El coche blindado trae finalmente al hombre al lugar, del que se ha pedido a las fuerzas afganas que se retiren.

«Le daba miedo ser visto por la policí­a», explica el sargento estadounidense, Charles Smith.

Rápidamente, la silueta cubierta con una sábana se dirige a un lugar determinado, empieza a cavar la tierra y se sube de nuevo a bordo del vehí­culo.

Los policí­as afganos apartan a los civiles del perí­metro mientras llega el equipo de desminado.

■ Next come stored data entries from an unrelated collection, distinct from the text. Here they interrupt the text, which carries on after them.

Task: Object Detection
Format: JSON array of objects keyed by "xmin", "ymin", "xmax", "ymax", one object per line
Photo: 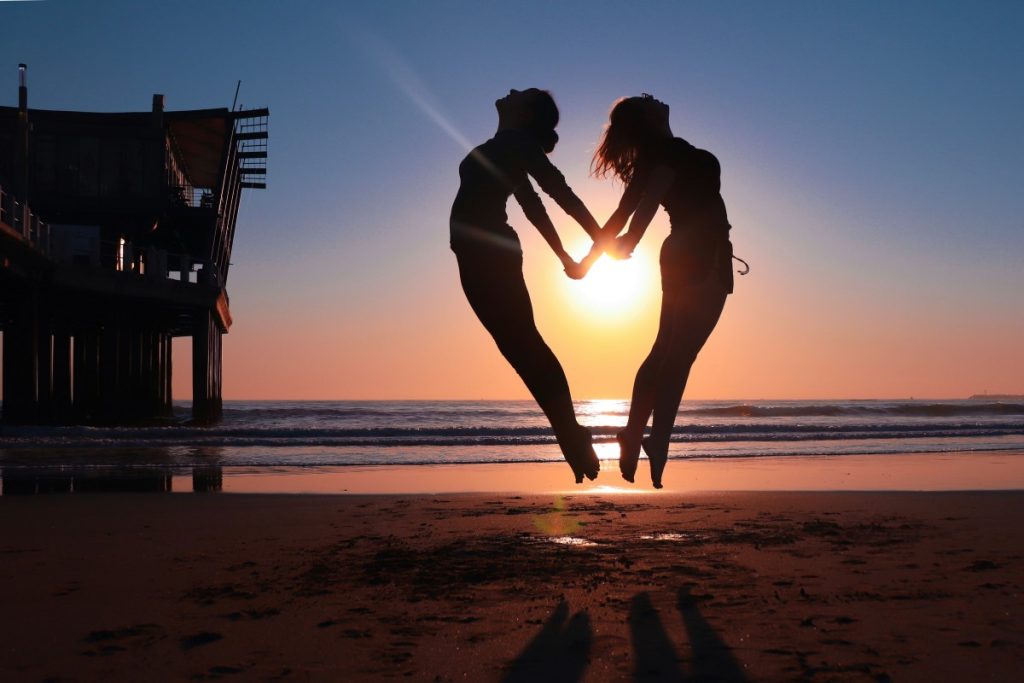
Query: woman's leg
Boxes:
[
  {"xmin": 617, "ymin": 288, "xmax": 678, "ymax": 481},
  {"xmin": 456, "ymin": 250, "xmax": 598, "ymax": 479},
  {"xmin": 644, "ymin": 276, "xmax": 728, "ymax": 487}
]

Al final, el descubrimiento es relativamente modesto: cinco proyectiles antitanque de 62 milí­metros envueltos en un saco de arroz. Es difí­cil saber si realmente planeaban un ataque contra la base de la OTAN.

Pero para los estadounidenses, siempre es una pequeña victoria. Y para el «topo», una suma de dinero significativa.

Según un responsable militar estadounidense basado en Kandahar, los informantes reciben dinero a través del programa bautizado «pequeña recompensa» cuando ayudan a encontrar morteros, cohetes y otro armamento pesado.

«Es una forma de compensar a esta gente por jugarse la vida», dice, aunque se niega a precisar cuánto cobran por ello.

Pese a todo, según un oficial estadounidense de información, es necesario mejorar la seguridad si se quiere poder contar con la población de Kandahar como aliada.

«Simplemente no pueden apoyarnos por miedo a las consecuencias. Esperan para ver qué pasa», comenta.